Hello, comme souvent quand on parle de disruption, il est question de bons sentiments. Ainsi, quand Substack a lancé sa plateforme de newsletter, il s’agissait de remplacer un intermédiaire par un autre mais au bénéfice des journalistes et des écrivains, en manque de liens directs avec leur public. Et de sources de financement directs aussi.

Alors, on va essayer de voir si tout cela est toujours vrai. Et nous, on va faire ça sur Kessel.

🧨 Au programme : 1 330 mots pour 7 min de lecture. Enjoy ! David.


2017-2022 : la fuite des cerveaux

2017, c’est l’année de naissance officielle de Substack. Mais l'idée, elle, est née un an auparavant dans les têtes de Chris Best, Jairaj Sethi et Hamish McKenzie. Les deux premiers faisaient partie de l’aventure déçue de Kik Messenger, une sorte de Whatsapp qui n’a pas fonctionné. Le troisième personnage de la bande, lui, était un journaliste tech.

Tous les trois font le constat du déclin des médias américains. Déclin économique qui pousse bon nombre de journaux à licencier. Désillusion sur le numérique avec la prédominance de contenus clickbait et une épidémie de fake news (déjà). Bref, il est temps d’inventer autre chose, de proposer une nouvelle circulation de l’information. Et une nouvelle «raison d’être» pour les auteurs et les autrices.

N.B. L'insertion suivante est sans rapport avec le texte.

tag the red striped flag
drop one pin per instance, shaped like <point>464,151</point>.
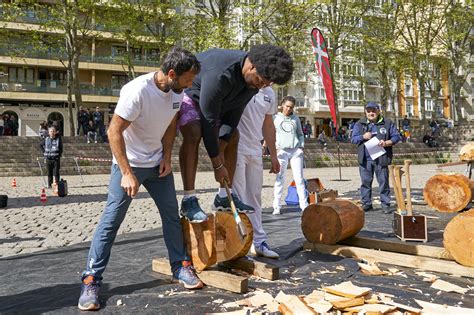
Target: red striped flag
<point>322,65</point>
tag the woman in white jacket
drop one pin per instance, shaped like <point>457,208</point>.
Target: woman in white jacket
<point>290,145</point>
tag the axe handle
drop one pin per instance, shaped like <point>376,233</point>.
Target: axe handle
<point>406,166</point>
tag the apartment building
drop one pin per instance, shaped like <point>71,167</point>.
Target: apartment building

Le trio s’inspire d’un célèbre blog techno qui fonctionne -très bien- sur abonnement. Et ce blog cartonne car les gens payent pour l’auteur et la confiance qu’ils ont en lui. Les fondateurs disent qu’ils peuvent reproduire ça à grande échelle. Et donc à la différence d’un Medium, ils veulent miser, non pas sur les contenus eux-mêmes, mais sur celles et ceux qui les produisent. Et plus particulièrement, les journalistes et les écrivains.

Substack se lance donc en octobre 2017. D’abord chaperonnée par Y Combinator (dont on a raconté la saga ici déjà), la plateforme parvient à recruter quelques grands noms du journalisme qui ont fait leur deuil des médias traditionnels. En soi, le service proposé n’est pas nouveau. La plateforme permet de rédiger, d’éditer et d’envoyer des newsletters, envoyées par e-mail aux abonnés et partagées sur le web comme un article. C’est juste que son service est hyper simple et c’est le contexte lui, est nouveau.

Substack parfait son discours autour de cette idée : l’avenir du journalisme se jouera chez elle et dans une relation directe entre les abonnés et les auteurs. Ces derniers peuvent monétiser directement leur public s’ils décident d’éditer une newsletter payante, la plateforme prenant une part de l’abonnement. Et sinon, c’est gratuit et sans pub. L’objectif : leur permettre de créer leur propre empire médiatique.

Un trio de fondateurs posant pour Lauren Segal pour The New York Times

Le temps passant, des journalistes de renom finissent par rallier la plateforme avec cette promesse de ne plus dépendre de personne mais seulement d’eux-mêmes. Pour aller un peu plus vite, Substack en débauche certains en leur promettant des avances sur recettes, comme un producteur de disques ou un éditeur de livres.

Pour choisir ses cibles, la plateforme ne se focalise pas sur les contenus (ça lui jouera des tours, on y reviendra). Elle regarde la communauté qu’un auteur a pu constituer autour de lui et si cette communauté est enthousiaste, active et activable. Bref, si elle paye déjà ou si elle sera prête à le faire. Substack propose même un accompagnement juridique en cas de problème.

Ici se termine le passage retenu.